Command line & Signal handling

Command line options

Several options can be provided at command line when running the code. These are listed below

Option name

Comment

-dec n1 n2 n3

Specify the MPI domain decomposition. Idefix will decompose the domain with n1 MPI processes in X1,
n2 MPI processes in X2 and n3 processes in X3. Note the number of arguments to -dec should be equal to DIMENSIONS.

-restart n

Restart from the n``^th dump file. By default, ``n matches the highest value from existing dump files.
When used, the initial conditions from Setup::InitFlow() are ignored.

-i

specify the name of the input file to be used (default idefix.ini)

-maxcycles n

stops when the code has performed n integration cycles

-nolog

disable log files

-nowrite

disable all writes (useful for raw performance measures or for tests). This option implies -nolog

-Werror

warning messages are considered as errors and stop the code with a non-zero exit code.

In addition to these specific Idefix options, several Kokkos Options can be used on the command line when running Idefix:

Option name

Comment

–kokkos-num-devices=x

Specify the number of devices (eg CUDA GPU) Kokkos should expect in each compute node. This option is used by
Kokkos to map MPI processes to Kokkos devices (=targets) in each node.

Signal Handling

By default, Idefix is designed to capture the SIGUSR2 UNIX signal sent by the host operating system when it is running. When such a signal is captured, Idefix finishes its current integration step, dumps a restart file and ends. This signal handling is therefore useful to tell Idefix that its allocated time for the current job is ending, and it is therefore time to stop the integration. Many modern jobs schedulers, such as OAR and SLURM, allow users to send UNIX signals before killing the jobs. Read the documentation of your job scheduler for more information.
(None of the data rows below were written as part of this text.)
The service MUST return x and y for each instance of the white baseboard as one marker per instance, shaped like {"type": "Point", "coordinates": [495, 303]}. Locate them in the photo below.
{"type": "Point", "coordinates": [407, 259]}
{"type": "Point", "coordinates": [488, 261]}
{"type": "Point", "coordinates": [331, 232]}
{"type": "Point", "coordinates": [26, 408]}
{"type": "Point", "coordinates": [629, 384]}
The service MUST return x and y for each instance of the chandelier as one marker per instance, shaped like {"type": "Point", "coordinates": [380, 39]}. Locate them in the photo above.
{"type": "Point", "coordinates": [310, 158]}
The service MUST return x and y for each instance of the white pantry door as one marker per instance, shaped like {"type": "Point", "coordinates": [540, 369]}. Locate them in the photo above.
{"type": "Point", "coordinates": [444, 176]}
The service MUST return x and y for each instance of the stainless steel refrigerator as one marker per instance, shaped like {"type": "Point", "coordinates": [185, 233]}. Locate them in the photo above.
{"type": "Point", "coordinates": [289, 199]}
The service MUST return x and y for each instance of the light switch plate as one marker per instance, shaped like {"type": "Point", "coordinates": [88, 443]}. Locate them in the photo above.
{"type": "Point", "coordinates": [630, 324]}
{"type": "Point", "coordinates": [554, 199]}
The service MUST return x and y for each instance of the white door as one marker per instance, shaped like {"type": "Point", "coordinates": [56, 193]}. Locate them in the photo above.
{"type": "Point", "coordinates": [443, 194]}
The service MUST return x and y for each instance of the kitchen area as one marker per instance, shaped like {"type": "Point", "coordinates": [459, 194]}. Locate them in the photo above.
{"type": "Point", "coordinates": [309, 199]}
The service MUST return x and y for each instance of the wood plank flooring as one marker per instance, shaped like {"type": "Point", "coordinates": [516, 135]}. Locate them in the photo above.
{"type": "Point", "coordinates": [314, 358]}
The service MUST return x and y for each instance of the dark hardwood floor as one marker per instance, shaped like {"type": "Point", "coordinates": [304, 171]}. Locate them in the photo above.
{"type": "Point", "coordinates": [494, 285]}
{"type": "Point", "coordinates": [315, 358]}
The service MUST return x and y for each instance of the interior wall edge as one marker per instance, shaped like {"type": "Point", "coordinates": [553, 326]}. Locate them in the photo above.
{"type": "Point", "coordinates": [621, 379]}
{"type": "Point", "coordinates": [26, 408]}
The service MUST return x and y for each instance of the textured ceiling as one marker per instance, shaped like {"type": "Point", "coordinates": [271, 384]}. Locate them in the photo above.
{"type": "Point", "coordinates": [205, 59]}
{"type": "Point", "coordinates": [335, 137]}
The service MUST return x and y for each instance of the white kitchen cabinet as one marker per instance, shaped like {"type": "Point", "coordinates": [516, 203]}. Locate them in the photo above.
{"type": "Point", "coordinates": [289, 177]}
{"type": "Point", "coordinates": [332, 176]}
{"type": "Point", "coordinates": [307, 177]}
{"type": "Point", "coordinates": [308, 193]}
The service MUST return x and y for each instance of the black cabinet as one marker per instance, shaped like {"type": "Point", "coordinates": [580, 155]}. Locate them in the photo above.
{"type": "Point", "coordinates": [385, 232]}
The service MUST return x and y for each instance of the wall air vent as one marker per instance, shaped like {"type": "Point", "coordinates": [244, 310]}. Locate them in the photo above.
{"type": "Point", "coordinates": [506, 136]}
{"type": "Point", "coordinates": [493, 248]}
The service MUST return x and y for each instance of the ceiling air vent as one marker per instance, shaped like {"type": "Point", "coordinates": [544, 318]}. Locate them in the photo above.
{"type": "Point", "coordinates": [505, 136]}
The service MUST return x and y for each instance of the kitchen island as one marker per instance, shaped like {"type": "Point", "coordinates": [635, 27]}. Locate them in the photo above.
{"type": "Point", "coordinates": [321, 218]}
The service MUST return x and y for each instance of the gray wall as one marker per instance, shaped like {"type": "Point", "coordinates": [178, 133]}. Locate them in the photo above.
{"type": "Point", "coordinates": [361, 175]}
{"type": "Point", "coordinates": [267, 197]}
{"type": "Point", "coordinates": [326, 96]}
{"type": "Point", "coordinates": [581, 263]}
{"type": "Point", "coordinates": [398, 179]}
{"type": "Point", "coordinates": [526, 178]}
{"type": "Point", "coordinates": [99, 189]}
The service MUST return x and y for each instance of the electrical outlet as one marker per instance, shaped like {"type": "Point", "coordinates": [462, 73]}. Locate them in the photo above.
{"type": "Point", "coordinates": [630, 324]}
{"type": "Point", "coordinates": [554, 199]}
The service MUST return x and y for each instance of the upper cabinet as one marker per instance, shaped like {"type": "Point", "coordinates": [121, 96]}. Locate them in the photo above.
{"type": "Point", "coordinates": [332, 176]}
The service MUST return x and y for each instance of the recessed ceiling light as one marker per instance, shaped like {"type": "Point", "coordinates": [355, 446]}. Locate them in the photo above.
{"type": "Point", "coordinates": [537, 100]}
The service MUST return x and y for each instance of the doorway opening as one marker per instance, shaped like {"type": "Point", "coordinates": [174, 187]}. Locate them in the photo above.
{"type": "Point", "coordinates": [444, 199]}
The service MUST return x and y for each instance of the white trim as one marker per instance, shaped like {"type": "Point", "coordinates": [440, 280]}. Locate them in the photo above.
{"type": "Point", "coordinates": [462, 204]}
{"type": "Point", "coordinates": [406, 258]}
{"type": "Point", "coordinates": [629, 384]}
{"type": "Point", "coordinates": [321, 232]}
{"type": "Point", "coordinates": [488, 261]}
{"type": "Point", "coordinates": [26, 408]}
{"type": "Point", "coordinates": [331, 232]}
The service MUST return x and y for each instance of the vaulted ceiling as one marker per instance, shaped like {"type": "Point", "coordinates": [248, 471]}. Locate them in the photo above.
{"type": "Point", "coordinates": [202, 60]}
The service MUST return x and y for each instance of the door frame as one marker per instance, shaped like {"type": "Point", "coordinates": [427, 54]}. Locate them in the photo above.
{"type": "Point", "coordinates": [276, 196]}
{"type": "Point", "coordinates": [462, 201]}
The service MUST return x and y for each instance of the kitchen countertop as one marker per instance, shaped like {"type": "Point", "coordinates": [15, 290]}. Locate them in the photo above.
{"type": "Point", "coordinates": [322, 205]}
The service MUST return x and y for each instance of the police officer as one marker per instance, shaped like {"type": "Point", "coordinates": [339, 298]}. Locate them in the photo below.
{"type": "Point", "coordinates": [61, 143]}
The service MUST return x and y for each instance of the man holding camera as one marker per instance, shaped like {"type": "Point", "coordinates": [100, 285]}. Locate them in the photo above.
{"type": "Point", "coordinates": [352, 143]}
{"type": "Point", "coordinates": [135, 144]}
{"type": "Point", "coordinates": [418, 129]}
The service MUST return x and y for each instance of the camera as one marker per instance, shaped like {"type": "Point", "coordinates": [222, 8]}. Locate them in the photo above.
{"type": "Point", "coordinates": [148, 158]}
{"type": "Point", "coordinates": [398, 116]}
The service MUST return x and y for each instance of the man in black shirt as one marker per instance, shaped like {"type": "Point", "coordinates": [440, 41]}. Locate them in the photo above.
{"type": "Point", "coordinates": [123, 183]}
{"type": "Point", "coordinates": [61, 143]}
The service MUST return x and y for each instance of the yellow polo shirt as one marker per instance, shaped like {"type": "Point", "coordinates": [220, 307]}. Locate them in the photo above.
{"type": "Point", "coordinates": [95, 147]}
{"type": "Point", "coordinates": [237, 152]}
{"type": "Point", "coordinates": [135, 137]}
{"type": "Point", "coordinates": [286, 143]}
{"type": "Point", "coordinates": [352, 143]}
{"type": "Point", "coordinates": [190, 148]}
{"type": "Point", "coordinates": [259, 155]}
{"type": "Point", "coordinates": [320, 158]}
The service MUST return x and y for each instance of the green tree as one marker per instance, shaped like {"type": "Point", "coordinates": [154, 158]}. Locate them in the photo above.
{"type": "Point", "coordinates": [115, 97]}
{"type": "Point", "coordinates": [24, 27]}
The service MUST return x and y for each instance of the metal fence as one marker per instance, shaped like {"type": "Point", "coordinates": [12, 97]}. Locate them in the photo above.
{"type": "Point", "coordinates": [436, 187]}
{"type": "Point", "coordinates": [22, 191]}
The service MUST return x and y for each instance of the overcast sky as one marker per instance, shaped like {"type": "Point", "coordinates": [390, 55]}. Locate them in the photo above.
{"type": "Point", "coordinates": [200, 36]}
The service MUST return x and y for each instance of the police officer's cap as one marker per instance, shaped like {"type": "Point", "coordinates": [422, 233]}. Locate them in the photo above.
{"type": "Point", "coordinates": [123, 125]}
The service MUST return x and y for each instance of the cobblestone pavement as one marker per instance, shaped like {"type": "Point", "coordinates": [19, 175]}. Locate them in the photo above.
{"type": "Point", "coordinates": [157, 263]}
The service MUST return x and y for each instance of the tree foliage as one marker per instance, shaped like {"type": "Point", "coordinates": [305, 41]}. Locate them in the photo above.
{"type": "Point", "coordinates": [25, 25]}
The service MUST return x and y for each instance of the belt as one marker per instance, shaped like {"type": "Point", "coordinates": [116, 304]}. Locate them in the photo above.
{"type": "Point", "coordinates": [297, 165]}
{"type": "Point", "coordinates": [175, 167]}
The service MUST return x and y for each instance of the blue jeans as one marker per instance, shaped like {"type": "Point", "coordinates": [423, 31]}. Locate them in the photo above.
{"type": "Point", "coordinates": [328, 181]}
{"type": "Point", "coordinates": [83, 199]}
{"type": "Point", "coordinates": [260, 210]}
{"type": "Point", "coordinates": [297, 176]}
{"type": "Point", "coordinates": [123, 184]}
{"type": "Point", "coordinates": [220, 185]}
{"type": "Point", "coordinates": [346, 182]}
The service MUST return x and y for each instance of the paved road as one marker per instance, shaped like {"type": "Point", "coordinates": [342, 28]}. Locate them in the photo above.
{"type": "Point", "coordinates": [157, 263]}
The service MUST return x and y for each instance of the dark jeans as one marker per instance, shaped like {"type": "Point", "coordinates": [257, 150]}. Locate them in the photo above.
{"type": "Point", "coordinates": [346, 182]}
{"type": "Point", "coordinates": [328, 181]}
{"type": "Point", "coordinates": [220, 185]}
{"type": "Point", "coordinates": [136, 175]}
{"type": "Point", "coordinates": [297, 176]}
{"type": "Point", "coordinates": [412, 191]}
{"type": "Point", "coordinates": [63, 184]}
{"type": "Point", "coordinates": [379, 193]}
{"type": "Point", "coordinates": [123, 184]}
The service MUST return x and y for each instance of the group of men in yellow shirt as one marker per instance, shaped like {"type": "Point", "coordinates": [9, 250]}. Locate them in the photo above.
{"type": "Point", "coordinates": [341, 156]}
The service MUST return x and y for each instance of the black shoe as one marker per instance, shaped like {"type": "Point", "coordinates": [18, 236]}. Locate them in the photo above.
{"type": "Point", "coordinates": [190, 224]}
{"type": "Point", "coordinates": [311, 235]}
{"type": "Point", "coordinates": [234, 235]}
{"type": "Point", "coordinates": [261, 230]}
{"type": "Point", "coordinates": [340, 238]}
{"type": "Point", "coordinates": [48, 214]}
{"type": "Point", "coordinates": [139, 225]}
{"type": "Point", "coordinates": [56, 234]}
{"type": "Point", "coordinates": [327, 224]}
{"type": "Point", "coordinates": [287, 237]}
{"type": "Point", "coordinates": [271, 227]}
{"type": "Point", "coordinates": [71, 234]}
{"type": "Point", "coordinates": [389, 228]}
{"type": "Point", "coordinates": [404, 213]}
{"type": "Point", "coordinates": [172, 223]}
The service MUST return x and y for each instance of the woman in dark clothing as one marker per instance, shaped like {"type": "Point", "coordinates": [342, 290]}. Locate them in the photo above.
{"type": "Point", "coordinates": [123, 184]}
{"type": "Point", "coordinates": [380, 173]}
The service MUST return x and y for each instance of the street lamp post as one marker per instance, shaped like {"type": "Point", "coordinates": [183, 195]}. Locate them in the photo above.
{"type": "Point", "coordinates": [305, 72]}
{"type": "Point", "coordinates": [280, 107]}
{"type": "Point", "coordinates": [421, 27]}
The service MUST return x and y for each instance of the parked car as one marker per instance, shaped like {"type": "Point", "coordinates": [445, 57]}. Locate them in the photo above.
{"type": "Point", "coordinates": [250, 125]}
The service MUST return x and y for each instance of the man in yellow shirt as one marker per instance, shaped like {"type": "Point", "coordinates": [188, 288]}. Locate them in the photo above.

If you are not using a scheduler, it is possible to interupt Idefix by directly sending it a SIGUSR2 UNIX signal with the kill command. For instance:

kill -s SIGUSR2  123456

where 123456 is Idefix pid (obtainable with ps -a). When runnning with MPI, the pid used in the kill command can be any Idefix process, as Idefix automatically broadcast the abort signal to all of its running processes.

Command file

In cases when Idefix processes cannot be reached directly (as in the case when the executable runs on compute nodes on which it is not possible to connect), it is still possible to interupt Idefix by creating an empty file with a specific filename (i.e. a “command file”) in the directory where Idefix is running (for instance using the command touch). Currently, Idefix only supports the command file stop. Hence

touch stop

has exactly the same effect as sending the SIGUSR2 signal to Idefix: it triggers the creation of a restart dump and finishes.